Our brain prefers the “familiar known” of the past because, again not caring about happiness, it knows we’ve “survived it.” The unknown future, even if we intellectually prefer or want it, represents a change in the neurobiological status quo and alarms the mechanisms in our nervous system that attempt to maintain homeostasis. You know this pattern colloquially as “self-sabotaging”. We continually revert back to thinking, feeling, acting, perceiving and experiencing in the same old ways. For better or worse, we are all “addicted” to our state of being, which is a 24/7 cocktail of hormones, neurotransmitters, blood chemistry, heart rate, organ activity, etc. Through deliberate, dedicated actions we can take charge of our nervous system and create a neurobiological state that actually serves us.

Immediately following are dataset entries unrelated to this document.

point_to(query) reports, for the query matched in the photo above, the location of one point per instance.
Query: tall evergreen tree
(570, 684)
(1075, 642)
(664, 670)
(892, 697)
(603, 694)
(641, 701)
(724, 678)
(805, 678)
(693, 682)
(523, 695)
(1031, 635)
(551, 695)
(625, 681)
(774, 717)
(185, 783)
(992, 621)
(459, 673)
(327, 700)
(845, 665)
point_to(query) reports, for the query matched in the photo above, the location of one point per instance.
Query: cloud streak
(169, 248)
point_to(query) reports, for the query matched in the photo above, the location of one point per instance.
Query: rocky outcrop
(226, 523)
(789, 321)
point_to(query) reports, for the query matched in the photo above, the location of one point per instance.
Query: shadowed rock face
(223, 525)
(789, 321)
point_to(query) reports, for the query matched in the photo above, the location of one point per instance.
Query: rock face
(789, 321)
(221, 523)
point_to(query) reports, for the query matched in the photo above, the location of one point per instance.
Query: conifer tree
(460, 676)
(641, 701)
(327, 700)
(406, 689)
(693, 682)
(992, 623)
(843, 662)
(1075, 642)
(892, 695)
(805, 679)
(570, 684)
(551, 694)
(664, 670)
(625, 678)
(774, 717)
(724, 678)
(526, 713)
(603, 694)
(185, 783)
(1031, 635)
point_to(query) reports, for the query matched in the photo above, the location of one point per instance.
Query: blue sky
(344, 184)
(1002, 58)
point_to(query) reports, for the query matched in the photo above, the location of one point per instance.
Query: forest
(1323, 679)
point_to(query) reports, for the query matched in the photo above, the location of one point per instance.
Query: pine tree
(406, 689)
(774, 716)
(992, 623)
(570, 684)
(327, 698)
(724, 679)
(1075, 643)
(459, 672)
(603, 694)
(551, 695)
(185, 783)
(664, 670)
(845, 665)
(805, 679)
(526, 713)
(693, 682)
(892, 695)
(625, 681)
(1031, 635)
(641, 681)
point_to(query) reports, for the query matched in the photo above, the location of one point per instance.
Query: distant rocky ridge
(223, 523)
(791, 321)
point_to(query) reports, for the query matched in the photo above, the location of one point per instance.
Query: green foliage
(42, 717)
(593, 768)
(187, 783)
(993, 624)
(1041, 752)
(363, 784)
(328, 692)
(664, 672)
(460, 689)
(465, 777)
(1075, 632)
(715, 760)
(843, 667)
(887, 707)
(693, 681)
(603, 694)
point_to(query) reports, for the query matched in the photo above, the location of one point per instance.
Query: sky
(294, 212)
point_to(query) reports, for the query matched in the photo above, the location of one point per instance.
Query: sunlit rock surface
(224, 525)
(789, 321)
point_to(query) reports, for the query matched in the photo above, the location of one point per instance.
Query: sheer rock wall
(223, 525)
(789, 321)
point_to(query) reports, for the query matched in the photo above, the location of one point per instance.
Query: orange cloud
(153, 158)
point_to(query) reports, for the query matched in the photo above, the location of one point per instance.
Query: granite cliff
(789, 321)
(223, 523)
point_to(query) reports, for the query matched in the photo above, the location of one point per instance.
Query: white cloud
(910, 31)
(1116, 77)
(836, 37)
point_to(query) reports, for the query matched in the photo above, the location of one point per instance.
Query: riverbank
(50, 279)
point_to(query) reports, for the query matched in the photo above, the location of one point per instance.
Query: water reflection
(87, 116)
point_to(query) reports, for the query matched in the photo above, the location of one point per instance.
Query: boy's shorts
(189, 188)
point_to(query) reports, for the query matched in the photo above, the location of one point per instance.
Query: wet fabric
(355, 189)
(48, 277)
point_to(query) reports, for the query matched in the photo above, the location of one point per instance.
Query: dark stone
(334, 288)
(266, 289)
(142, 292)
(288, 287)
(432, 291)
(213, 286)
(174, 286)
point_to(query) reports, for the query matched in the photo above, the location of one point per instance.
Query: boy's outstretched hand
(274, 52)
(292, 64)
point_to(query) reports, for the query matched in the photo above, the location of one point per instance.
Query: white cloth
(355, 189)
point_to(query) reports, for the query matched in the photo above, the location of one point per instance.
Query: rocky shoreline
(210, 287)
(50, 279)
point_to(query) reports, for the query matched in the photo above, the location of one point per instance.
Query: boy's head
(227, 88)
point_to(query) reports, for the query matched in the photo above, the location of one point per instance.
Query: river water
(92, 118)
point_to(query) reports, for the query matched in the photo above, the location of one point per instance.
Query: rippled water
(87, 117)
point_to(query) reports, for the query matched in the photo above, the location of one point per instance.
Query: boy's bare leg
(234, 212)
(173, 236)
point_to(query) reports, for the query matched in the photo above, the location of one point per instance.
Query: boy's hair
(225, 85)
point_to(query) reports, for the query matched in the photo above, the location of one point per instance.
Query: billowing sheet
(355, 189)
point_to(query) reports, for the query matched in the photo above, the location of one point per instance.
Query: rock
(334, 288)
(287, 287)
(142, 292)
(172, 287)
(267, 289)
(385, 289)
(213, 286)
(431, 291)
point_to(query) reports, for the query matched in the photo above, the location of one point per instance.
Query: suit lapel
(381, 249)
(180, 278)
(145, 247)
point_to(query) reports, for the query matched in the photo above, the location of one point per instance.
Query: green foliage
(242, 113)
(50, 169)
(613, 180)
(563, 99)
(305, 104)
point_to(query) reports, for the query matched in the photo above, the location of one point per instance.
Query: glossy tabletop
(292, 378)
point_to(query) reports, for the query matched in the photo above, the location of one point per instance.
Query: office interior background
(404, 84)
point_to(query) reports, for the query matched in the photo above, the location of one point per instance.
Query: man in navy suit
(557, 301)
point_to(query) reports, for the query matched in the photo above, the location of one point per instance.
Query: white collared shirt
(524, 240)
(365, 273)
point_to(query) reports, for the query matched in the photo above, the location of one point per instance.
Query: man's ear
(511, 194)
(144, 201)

If we have been suffering, understanding the “why” beyond what you’ve understood in this articular about the mechanics, will not by itself enable us to switch into thriving mode. Understanding why things have come to be this way may even be completely unnecessary, and often the search for understanding becomes a fool’s errand that doesn’t produce the results we’re hoping for. Typically, I’ve found that “talking about”, “figuring it out” and searching for the “cause” of our suffering usually keeps us stuck: frustrated (fight) or frozen (hopeless), because it reactivates surviving mode.

It can however be very helpful to understand the mechanisms of our nervous system so that we can effectively work with, rather than against our nature. We need to rewire our nervous system and that is achieved through physiological processes and a 3-pronged approach of thinking, feeling and acting in new ways in order to “prune” the neural networks related to habitually enacting surviving mode and to “sprout” new neural networks that foster thriving mode.


When in thriving mode we have 3 ways of responding to present moment stimuli, all requiring a FELT, neurobiological sense of safety, which enables us to socially engage:

Thriving mode   enables the experience of “togetherness” and the biological safety required to create… LIFE.

Thriving mode enables the experience of “togetherness” and the biological safety required to create… LIFE.

  1. At rest - perhaps enjoying the simple pleasure of a beautiful sunset

  2. Mobilized - play, competition, achievement (enabled by the same parts of our nervous system that have us fight and/or run away when in survival mode)

  3. Immobilized - intimacy and the willingness to be still and vulnerable in the presence of other (the counterpart to “freeze”, but with the requirement of feeling safe).

When thriving mode is on we make good investments with our energy. By that I mean, whatever we put out, we get more back. We get good returns even when we spend a lot of energy. Take for example: a fun, engaging competition requires intense energy output, but it makes us stronger, faster, healthier, and happier.

Surviving mode produces wear and tear, while thriving mode restores and rejuvenates. There is no neutral. In thriving mode healing happens automatically and we have access to all the nervous system’s resources for everything human beings truly desire: connection, joy, creativity, health, achievement, spirituality, wisdom and love.

The majority of this explanatory piece has been about surviving mode, because most people seeking counsel benefit from recognizing their predicament in the explanation in order to inspire willingness to do what it takes to heal and thrive. This begins with a decision to focus a whole lot less on problems and a whole lot more on solutions because what we focus on grows, for better or for worse.

There are many effective modes of health cultivation that can help us thrive.  My experience, study, passion and desire has led me to gather skills and resources to cultivate a practice of therapy based on a plethora of Neurobody Exercises and Personal Facilitation Tools delivered in the context of a safe, trustworthy, non-judgmental, patient and compassionate therapeutic relationship, in order to assist clients in becoming empowered to rewire their own nervous systems so that they can unleash all of the benefits of thriving mode.